Image acquisition and processing

Scanning method

We utilized a dual-source CT (Definition Flash, Siemens Healthcare, Forchheim/Germany) for all patient scans. Patients were instructed to fast for at least 4 h before the examination. Approximately 30 min before the scan, they were given a moderate amount of warm water to fill the stomach and duodenum. Patients were positioned supine and instructed to breathe shallowly to minimize movement artifacts, with an abdominal belt provided if needed for stabilization.
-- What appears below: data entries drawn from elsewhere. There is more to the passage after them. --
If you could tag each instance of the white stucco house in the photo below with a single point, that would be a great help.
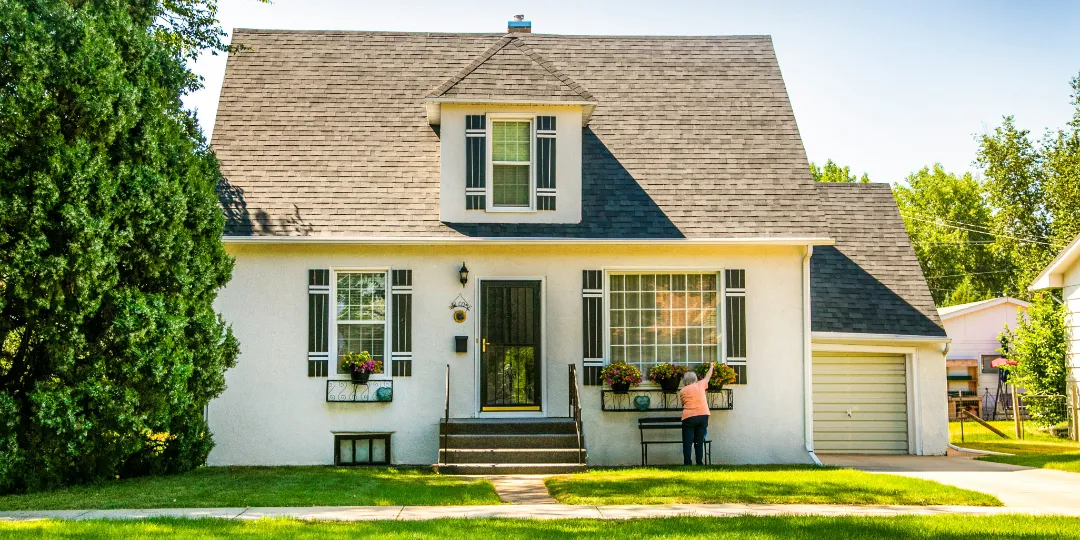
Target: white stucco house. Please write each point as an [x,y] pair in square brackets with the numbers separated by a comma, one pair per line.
[1064,273]
[974,328]
[495,217]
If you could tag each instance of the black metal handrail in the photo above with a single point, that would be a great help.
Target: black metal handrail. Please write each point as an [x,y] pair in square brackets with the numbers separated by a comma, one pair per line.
[444,447]
[576,412]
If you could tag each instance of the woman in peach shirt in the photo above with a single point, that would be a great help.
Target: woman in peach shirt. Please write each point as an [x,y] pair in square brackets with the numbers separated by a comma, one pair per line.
[694,414]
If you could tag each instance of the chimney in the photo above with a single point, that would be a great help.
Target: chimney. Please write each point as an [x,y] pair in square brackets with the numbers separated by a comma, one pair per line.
[518,25]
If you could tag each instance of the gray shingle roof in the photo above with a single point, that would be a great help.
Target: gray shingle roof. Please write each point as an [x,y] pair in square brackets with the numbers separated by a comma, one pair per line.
[325,133]
[869,282]
[511,70]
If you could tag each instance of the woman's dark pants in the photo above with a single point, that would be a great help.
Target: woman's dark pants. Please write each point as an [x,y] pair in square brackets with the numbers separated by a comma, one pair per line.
[693,433]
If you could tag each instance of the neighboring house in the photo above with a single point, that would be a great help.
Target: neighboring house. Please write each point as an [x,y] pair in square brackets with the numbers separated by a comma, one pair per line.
[974,328]
[489,214]
[1064,273]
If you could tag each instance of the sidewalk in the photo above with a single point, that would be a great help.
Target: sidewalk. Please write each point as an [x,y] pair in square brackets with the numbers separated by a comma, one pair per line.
[530,511]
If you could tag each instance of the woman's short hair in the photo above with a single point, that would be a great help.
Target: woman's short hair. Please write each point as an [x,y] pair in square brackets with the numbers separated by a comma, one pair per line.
[689,378]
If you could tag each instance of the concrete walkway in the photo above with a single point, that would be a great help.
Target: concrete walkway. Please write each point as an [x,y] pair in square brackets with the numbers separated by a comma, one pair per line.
[522,488]
[1016,486]
[530,511]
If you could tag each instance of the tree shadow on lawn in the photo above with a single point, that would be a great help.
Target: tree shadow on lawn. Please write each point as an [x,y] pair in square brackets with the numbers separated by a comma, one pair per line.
[1058,461]
[798,527]
[266,486]
[809,485]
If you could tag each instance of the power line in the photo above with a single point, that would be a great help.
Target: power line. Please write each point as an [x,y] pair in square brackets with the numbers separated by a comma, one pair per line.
[968,273]
[1020,239]
[964,224]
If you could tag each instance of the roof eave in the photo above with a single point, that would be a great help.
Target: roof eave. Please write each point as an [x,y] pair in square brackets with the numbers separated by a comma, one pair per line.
[434,106]
[821,337]
[982,306]
[772,241]
[1053,275]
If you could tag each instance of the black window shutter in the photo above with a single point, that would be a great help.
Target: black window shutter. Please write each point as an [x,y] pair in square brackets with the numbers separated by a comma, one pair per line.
[401,335]
[319,319]
[592,325]
[734,313]
[545,163]
[475,161]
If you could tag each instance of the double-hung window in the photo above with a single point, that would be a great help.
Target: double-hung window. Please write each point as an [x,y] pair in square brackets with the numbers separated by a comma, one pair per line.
[511,164]
[361,314]
[663,318]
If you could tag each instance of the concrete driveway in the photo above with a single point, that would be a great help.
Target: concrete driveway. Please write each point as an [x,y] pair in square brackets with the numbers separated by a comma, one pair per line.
[1016,486]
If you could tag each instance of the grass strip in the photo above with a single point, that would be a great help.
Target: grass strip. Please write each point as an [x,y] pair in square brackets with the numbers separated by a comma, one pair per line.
[755,484]
[266,486]
[941,527]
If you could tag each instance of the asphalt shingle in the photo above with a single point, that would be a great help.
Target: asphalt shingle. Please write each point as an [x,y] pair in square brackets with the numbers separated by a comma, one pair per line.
[871,281]
[325,133]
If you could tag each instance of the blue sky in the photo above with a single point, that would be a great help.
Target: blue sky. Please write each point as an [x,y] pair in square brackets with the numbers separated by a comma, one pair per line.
[886,88]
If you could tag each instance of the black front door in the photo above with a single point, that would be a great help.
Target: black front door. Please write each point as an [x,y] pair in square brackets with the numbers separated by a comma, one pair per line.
[510,346]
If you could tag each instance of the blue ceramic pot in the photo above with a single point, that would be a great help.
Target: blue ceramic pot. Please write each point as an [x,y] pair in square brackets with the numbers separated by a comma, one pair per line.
[385,394]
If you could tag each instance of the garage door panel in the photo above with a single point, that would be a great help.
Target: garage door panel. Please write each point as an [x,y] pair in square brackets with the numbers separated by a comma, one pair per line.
[841,416]
[861,387]
[847,359]
[860,403]
[860,397]
[869,439]
[863,407]
[860,447]
[858,369]
[864,426]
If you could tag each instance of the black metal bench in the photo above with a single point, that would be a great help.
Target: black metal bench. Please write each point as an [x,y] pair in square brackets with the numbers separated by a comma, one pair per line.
[665,422]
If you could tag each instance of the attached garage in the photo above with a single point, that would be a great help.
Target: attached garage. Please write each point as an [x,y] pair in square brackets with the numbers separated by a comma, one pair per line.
[860,403]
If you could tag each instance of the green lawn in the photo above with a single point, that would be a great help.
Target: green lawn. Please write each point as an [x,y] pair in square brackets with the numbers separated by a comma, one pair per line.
[1036,449]
[944,527]
[266,486]
[755,484]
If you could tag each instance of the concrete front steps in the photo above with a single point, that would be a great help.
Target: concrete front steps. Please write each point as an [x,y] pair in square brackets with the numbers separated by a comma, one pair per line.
[510,446]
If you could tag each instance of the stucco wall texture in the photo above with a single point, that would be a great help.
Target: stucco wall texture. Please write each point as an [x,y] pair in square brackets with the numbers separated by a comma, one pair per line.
[273,414]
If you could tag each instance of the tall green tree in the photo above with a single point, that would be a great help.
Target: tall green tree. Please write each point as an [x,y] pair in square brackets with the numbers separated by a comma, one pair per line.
[832,172]
[1037,343]
[110,242]
[1035,190]
[949,221]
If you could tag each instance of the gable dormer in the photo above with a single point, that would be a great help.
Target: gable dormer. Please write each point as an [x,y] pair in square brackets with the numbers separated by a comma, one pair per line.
[510,132]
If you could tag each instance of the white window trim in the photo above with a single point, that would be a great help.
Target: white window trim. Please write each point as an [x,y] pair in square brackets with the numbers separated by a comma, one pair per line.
[332,346]
[721,343]
[489,185]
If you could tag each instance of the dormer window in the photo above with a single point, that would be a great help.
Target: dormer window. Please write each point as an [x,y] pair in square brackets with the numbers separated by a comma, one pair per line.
[510,169]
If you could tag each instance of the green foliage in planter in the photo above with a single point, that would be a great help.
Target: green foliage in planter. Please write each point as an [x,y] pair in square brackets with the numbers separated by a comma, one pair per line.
[617,373]
[110,243]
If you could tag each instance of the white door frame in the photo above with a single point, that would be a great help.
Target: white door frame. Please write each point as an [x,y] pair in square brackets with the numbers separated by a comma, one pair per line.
[912,385]
[543,350]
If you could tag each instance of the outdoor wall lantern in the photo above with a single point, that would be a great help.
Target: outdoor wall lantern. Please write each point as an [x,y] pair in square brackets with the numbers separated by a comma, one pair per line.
[463,273]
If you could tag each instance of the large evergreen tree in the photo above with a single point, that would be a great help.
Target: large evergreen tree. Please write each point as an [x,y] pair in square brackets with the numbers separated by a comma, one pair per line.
[110,248]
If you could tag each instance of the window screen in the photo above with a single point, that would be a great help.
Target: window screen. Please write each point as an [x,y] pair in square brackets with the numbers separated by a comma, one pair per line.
[361,314]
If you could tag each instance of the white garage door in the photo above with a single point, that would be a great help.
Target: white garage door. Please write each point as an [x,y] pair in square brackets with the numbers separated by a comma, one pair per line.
[860,404]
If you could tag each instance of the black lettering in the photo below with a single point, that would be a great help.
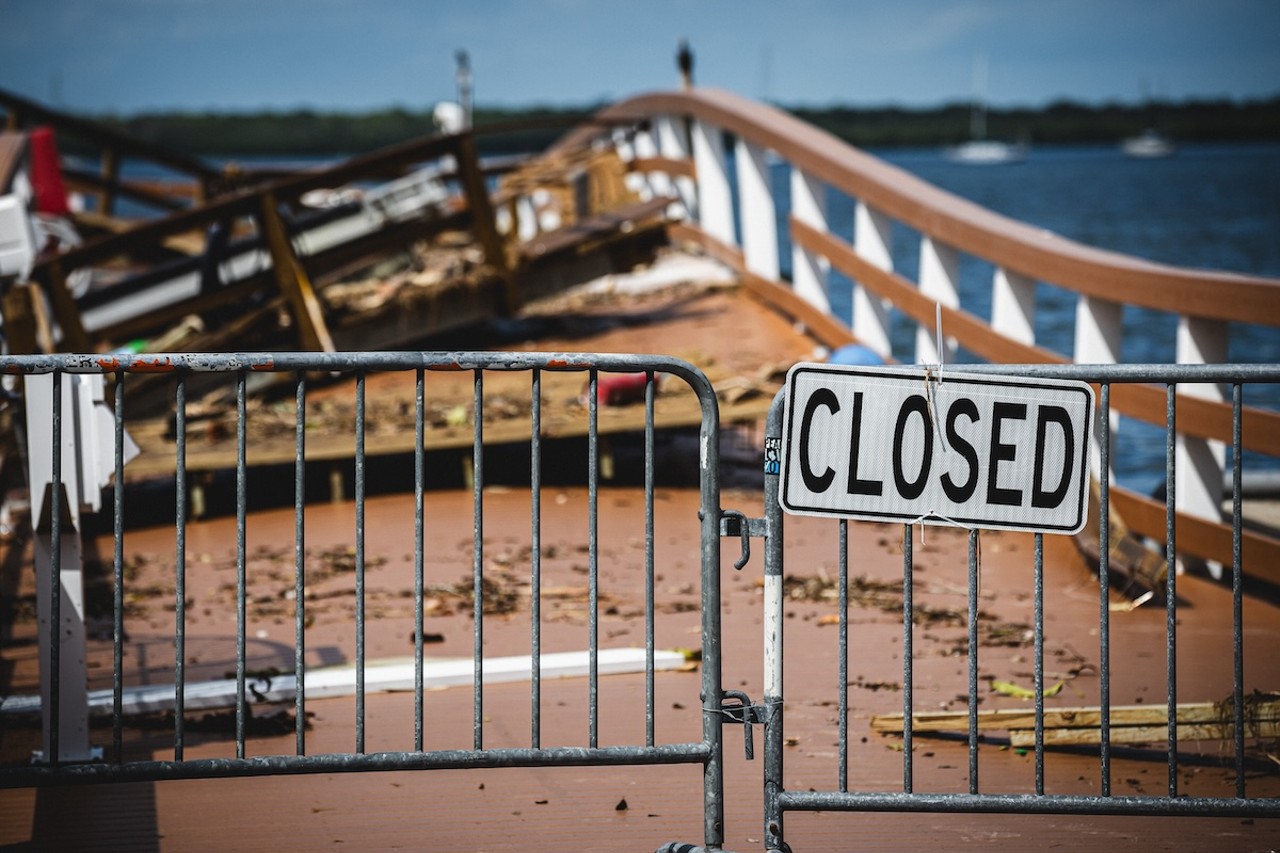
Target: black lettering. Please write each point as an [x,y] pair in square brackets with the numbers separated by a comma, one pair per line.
[858,486]
[1040,497]
[963,492]
[814,482]
[913,489]
[1001,452]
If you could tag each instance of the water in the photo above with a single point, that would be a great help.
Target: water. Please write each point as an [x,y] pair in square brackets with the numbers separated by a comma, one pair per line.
[1208,206]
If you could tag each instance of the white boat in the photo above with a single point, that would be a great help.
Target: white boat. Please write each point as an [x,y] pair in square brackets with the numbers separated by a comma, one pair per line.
[987,153]
[979,150]
[1150,144]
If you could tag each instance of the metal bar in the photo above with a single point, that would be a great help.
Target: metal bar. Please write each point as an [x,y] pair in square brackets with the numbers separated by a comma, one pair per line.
[241,580]
[973,661]
[773,634]
[535,538]
[300,556]
[360,561]
[1104,588]
[81,774]
[908,660]
[842,598]
[419,548]
[179,641]
[593,486]
[812,801]
[649,688]
[478,557]
[1038,665]
[1171,578]
[55,578]
[118,576]
[1237,587]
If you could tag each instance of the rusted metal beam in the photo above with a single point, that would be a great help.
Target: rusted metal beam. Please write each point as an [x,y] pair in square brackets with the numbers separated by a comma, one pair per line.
[293,279]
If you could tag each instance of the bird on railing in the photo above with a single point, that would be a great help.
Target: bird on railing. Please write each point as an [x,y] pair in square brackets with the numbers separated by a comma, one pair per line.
[685,63]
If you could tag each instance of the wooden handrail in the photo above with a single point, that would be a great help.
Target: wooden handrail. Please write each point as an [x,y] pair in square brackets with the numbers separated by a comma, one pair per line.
[1196,416]
[1005,242]
[31,113]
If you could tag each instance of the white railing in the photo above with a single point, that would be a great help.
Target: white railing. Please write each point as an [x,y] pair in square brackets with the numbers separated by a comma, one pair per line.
[673,138]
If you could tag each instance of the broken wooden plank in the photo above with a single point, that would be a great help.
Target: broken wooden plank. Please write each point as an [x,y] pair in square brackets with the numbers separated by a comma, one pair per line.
[1217,730]
[1129,723]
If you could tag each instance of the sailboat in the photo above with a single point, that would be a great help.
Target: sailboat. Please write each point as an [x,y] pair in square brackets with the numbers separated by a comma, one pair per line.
[978,150]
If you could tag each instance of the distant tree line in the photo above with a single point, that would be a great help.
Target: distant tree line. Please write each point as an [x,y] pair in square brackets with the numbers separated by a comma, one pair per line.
[319,133]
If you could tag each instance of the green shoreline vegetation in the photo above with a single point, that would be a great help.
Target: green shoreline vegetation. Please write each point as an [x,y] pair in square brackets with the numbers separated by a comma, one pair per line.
[324,133]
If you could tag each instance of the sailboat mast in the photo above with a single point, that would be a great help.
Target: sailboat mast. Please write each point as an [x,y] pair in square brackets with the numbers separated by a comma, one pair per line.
[978,115]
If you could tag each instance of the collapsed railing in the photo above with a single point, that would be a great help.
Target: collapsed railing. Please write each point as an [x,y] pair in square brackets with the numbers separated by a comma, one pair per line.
[1234,721]
[721,155]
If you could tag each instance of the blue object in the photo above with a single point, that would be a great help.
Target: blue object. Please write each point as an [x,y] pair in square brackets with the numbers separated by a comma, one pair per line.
[855,354]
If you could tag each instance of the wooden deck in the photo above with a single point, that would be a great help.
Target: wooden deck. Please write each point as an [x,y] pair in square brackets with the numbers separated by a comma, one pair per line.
[743,345]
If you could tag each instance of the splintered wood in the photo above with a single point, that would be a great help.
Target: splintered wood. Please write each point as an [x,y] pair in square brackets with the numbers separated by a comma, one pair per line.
[1083,726]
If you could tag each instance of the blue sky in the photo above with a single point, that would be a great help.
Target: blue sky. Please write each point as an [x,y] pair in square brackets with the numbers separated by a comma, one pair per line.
[135,55]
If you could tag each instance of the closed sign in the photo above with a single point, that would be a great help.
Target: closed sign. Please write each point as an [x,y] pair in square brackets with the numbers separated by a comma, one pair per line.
[896,445]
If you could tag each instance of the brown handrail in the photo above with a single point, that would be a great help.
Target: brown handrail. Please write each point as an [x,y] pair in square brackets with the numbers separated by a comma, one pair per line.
[956,222]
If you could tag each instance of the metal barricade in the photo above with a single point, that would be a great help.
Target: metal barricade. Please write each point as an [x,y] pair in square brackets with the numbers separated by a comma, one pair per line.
[1101,794]
[58,523]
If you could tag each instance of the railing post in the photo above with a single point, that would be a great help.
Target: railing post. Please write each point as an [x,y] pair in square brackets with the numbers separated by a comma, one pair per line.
[673,144]
[641,146]
[1098,336]
[714,201]
[1013,305]
[940,281]
[757,210]
[809,272]
[873,241]
[1201,461]
[69,451]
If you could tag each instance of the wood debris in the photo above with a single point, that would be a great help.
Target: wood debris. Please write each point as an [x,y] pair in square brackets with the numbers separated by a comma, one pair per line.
[1129,724]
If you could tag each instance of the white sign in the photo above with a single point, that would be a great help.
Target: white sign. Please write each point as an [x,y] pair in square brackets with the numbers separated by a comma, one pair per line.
[897,445]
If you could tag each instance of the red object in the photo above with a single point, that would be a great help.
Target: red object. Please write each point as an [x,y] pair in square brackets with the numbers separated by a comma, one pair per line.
[46,174]
[620,388]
The scan protocol began with abdominal localization imaging, followed by a routine abdominal CT scan to define the range for perfusion scanning. A high-pressure syringe was used to inject 60 mL of non-ionic contrast agent (iopromide, Ultravist®, Bayer Schering Pharma) at a concentration of 370 mgI/mL through the elbow vein, followed by a 40 mL bolus injection of 0.9% sodium chloride solution at a rate of 5.0 mL/s. CT perfusion scanning was performed using the body VPCT Dynmulti 4D scanning mode (also known as the “cradle bed” mode). The scan parameters were as follows: tube voltage: 100 kV; tube current: 120 mA; matrix: 512 × 512; collimator width: 32 × 1.2 mm; rotation time: 0.28 s; convolution kernel: B20; scanning layer thickness: 1.2 mm; reconstruction layer thickness: 3 mm; delay: 6 s; total collected points: 22; interval time: 2s; total time: 45.32 s.

Image post-processing

Perfusion scan data were transferred to a Siemens Syngo Multi-Modality workstation (MMWP, Siemens Healthcare, Forchheim, Germany) for analysis. The VPCT Body (Somaris/s syngo CT 2013 A) software was used to load the perfusion images, apply motion correction, and perform 4D noise reduction. The threshold range was set between − 50 and 250 HU, with the abdominal aorta serving as the input artery. The deconvolution model was used to calculate the region of interest (ROI) and generate the perfusion pseudo-color map along with perfusion parameters of adjacent normal pancreatic tissue. These parameters included blood flow (BF), blood volume (BV), capillary surface permeability (PS), mean transit time (MTT), contrast transit time to the start (TTS), and contrast transit time to the peak (TTP).

Selection of ROI

Given the typically small size of pNETs, the largest and most solid component of the tumor was selected for measuring perfusion parameters. Adjacent normal pancreatic tissue was also analyzed for comparison. Each measurement was performed three times, and the average of the values was used to ensure accuracy. During ROI selection, care was taken to exclude areas such as the pancreatic duct, blood vessels, tumor margin, and any necrotic or calcified regions within the tumor capsule.

Image analysis

Two experienced radiologists, blinded to the pathological results, independently analyzed the CT perfusion images of all 20 patients. In cases of disagreement, a consensus was reached through consultation between the two radiologists.

Statistical analysis

The measurement data were presented as mean ± SD, and a paired t-test in SPSS 17.0 software was utilized to compare the perfusion parameters of pNET lesions and the surrounding normal pancreatic tissue. Statistical significance was set at p < 0.05. The diagnostic performance was assessed by area under the curve (AUC) based on ROC curves for perfusion parameters generated using SPSS 17.0. The cutoff values were determined using Youden index with sensitivity and specificity.

Results

General clinicopathological data

This study included 20 patients diagnosed with pNETs, with a total of 26 lesions identified. Among them, six males had eight lesions, and 14 females had 18 lesions. The patients’ ages ranged from 24 to 79 years, with an average age of 49.1 ± 14.5 years. Of the 26 lesions, 23 were confirmed through surgical pathology. Additionally, five patients were also diagnosed with type I multiple endocrine neoplasia (MEN1): one patient had three small insulinomas, one pituitary microadenoma, and a left adrenal adenoma; another patient had one small insulinoma and a left adrenal adenoma; two patients had two gastrinomas each, and one patient had two non-functional pNETs.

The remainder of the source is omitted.